Noapara Assembly constituency is an assembly constituency in North 24 Parganas district in the Indian state of West Bengal.

Overview
As per orders of the Delimitation Commission, No. 107 Noapara Assembly constituency is composed of the following: North Barrackpur municipality, Garulia municipality, Ichhapur Defence Estate, Barrackpur Cantonment, Mohanpur and Sewli gram panchayats of Barrackpore II community development block.

Noapara Assembly constituency is part of No. 15 Barrackpore (Lok Sabha constituency).

Members of Legislative Assembly

Election results

2021
In the 2021 election, Manju Basu of Trinamool Congress defeated her nearest rival,Sunil Singh of BJP.

2018 By-Election
Sunil Singh defeated his nearest rival Sandip Banerjee of BJP on Noapara by polls with a margin of 63018 votes with this All India Trinamool Congress snatched the seat from congress. Sunil Singh also Created a record of highest votes given to an individual till date in the Constituency.

2016
In the 2016 election, Madhusudan Ghose of the Indian National Congress defeated incumbent Manju Basu of the Trinamool Congress. But the demise of Madhusudan Ghosh resulted to re-election.

2011
In the 2011 election, Manju Basu of Trinamool Congress defeated her nearest rival K.D.Ghosh of CPI(M).

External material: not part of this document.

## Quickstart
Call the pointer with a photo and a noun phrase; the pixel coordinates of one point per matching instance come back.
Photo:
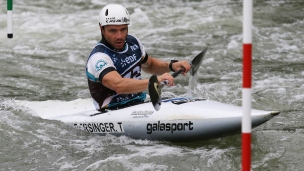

.# Swing calculated on Congress+Trinamool Congress vote percentages taken together in 2006.

1977-2006
In the 2006 state assembly elections, Kushadhwaj Ghosh of CPI(M) won the Noapara assembly seat in 2006 defeating Manju Basu of Trinamool Congress. Contests in most years were multi cornered but only winners and runners are being mentioned. In 2001, Manju Basu of Trinamool Congress defeated Madan Mohan Nath of CPI (M). Madan Mohan Nath of CPI (M) defeated Sris Das of Congress in 1996 and Ananta Roy of Congress in 1991. Jamini Bhusan Saha of CPI (M) defeated Sris Das of Congress in 1986, and Apurba Bhattachaya of ICS in 1981 and Congress in 1977.

1957-1972
Suvendu Roy of Congress won in 1972. Jamini Bhusan Saha of CPI(M) won in 1971 and 1969. Suvendu Roy of Congress won in 1967. Jamini Bhusan Saha of CPI won in 1962. Panchanan Bhattacharjee of PSP won in 1957. Prior to that the constituency was not there.